Terrin Waack, NASCAR.com: “Before NASCAR’s COVID-19 competition pause back in March, Newman actually did a private test at Darlington Raceway. The run ended up being about 30 laps total at speed. It was Newman’s first time behind the wheel of a race car on track since Daytona International Speedway. ‘I was so excited and ready to go and just kind of prove myself that I actually had to slow myself down and make sure that I didn’t go out there and fence it on the first lap by trying too hard,’ Newman said. ‘So I never felt like I had to be apprehensive towards it, other than the fact that I wanted to make sure that I didn’t mess up my own test. I was there to prove that I was valid in the seat again.’”

Bob Pockrass, FOX Sports: “When NASCAR goes to Talladega next month, the cars will have about 40 less horsepower and no aero ducts in hopes of keeping the chances of such a crash from occurring. The cars will have additional roll bars and crush plates in hopes of keeping a driver’s head from being crushed as Newman’s was. Those rules are specific to Daytona and Talladega – for all races starting in June, NASCAR has required additional roll bar padding. ‘Everything aligned in so many ways,’ Newman said. ‘The safety workers, the personnel that were involved that were inside the car with me, spent time with me during and after the crash, every layer of it there was multiple miracles. As I watched in the next 24 hours [in the hospital], as I watched the crash and had to make myself believe what I went through, I really looked to my dad to say, ‘Did this really happen?’ he said.”

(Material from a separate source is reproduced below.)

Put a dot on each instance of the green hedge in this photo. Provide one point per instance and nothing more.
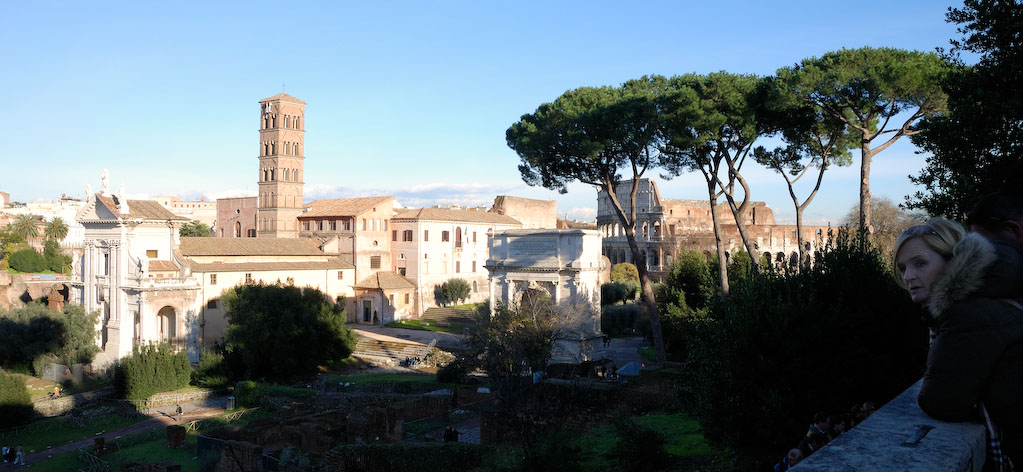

Pete Iacobelli, Associated Press: “Darlington hosted two NASCAR races every year from 1950-2003, including the Southern 500 on Labor Day weekend, an event considered a marquee race for the stock car series. But a push for bigger TV ratings and fancier, modern raceways — and some neglect in upkeep at the old country track — had some wondering if Darlington might join the list of shuttered, defunct Southern tracks like Rockingham and North Wilkesboro. Instead, it has held on as NASCAR embraced its history as the oldest paved superspeedway. Since 2015, Darlington has held the circuit’s throwback weekend — back on Labor Day — with a popular celebration of NASCAR’s colorful past. Come Sunday, that legacy will be one of hope as NASCAR powers back up. ‘For us, it’s exciting that we have our chance to go out there and compete,’ Kurt Busch said.”